In one serious case, a PEP (politically-exposed person) was rated as high-risk due to his adverse media links pertaining to ties with the Russian mafia.
Insignia obtained a source of wealth declaration which only corroborated the information of the customer’s estimated earnings and assets, allegedly sourced from the client’s entertainment businesses. The FIAU said this did not provide sufficient comfort in view of the heightened risk from the customer’s political status.
“At a minimum the company should have in addition to the source of wealth declaration, requested the customer to provide documentary evidence to substantiate the declared income and the source that generated the customer’s funds and wealth.”
The compliance visits by the FIAU took place in 2019 before Cardona’s recruitment. The chairman of Insignia Cards is the hotelier and former Malta High Commissioner to the UK, Joseph Zammit Tabona.
The FIAU listed a litany of money laundering rules breaches for Insignia, which recently recruited former economy minister Chris Cardona, who resigned his ministerial role during the 2019 political crisis that followed the arrest of Tumas magnate Yorgen Fenech. He has since left the House of Representatives.
Insignia is a concierge and card service where membership is strictly by invitation only for ultra-high and high-net-worth individuals “who represent extraordinary spending power”. “Clients include pre-eminent figures in business, politics, culture and sport,” the company says on its website.
In one case, the company onboarded a client in April 2018 who was considered to be ‘medium risk’, and later assigned a ‘high’ risk rating in January 2019. The risk increase stemmed from serious red-flags since the customer was in 2012 convicted of £2 million illicit tickets’ fraud.
The customer had carried out transactions using Insignia cards to merchants of theatrical ticket agencies and payments to online ticket platforms. These same platforms were connected to the fraudulent activities the customer was accused of in 2012. Despite having sufficient information to suspect that its customer was connected to money laundering, no STR was submitted to the FIAU.
Fhe FIAU found several deficiencies with the company’s business risk assessment, which included insufficient information and lack of detailed controls on high-risk customers.
Insignia was found to have minimised the risk for customers from non-reputable jurisdictions, with its risk-scoring grid failing to identify the true risks.
The FIAU said Insignia’s high-risk business model compounded even further its concerns on inadequate measures for higher-risk customers. A glaring case was the claim by one Insignia client of having an annual £150,000 income when in the first months of 2019 they made some €1.2 million in payments, including €208,500 to a car dealership in Monaco. “Most of the settlement payments tested during the compliance examination were transferred into the company’s bank accounts from the company’s interrelated company incorporated in Hong Kong.”

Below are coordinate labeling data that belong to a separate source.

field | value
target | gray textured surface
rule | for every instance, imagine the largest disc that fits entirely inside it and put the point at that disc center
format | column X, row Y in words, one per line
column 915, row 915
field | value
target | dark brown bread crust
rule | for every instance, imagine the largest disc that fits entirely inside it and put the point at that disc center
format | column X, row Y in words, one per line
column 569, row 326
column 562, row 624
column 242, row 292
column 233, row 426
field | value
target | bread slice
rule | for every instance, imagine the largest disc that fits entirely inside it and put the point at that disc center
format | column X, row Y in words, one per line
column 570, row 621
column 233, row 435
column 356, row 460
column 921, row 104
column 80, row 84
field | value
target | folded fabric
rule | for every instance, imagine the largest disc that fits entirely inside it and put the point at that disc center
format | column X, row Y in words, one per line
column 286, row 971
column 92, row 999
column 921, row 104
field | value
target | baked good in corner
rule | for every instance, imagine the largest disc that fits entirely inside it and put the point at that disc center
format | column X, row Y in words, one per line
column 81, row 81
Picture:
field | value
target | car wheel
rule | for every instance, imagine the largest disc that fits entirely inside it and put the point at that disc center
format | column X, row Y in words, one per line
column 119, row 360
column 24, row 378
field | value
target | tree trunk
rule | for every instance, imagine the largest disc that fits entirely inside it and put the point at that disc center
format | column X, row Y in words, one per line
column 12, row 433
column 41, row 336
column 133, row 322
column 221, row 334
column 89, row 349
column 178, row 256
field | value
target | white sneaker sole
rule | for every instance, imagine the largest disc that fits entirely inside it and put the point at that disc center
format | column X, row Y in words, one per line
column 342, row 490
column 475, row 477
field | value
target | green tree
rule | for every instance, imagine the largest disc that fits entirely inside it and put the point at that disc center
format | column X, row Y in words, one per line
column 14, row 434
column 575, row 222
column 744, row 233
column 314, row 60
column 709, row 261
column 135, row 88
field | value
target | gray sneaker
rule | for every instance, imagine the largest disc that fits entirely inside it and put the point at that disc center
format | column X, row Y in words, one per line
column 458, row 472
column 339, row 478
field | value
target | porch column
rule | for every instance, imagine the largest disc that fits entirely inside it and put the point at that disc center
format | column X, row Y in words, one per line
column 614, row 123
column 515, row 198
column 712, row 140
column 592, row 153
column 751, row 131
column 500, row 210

In such instances, Insignia’s finance and compliance teams request payment allocation details, and a bank credit advice statement bearing the name of the customer and payment amount. But the FIAU said that before March 2019, no processes were in place to identify the source and origin of funds of the repayments carried out by the customers through the Hong Kong entity. “Simply obtaining a credit advice, would not provide the required comfort to confirm that the incoming funds originated from non-illicit activities... In attempting to verify the controls in place, [Insignia] was unable, in some instances, to provide the credit advice stated to have been collected. Therefore, the company was not adequately implementing its own policies and procedures.”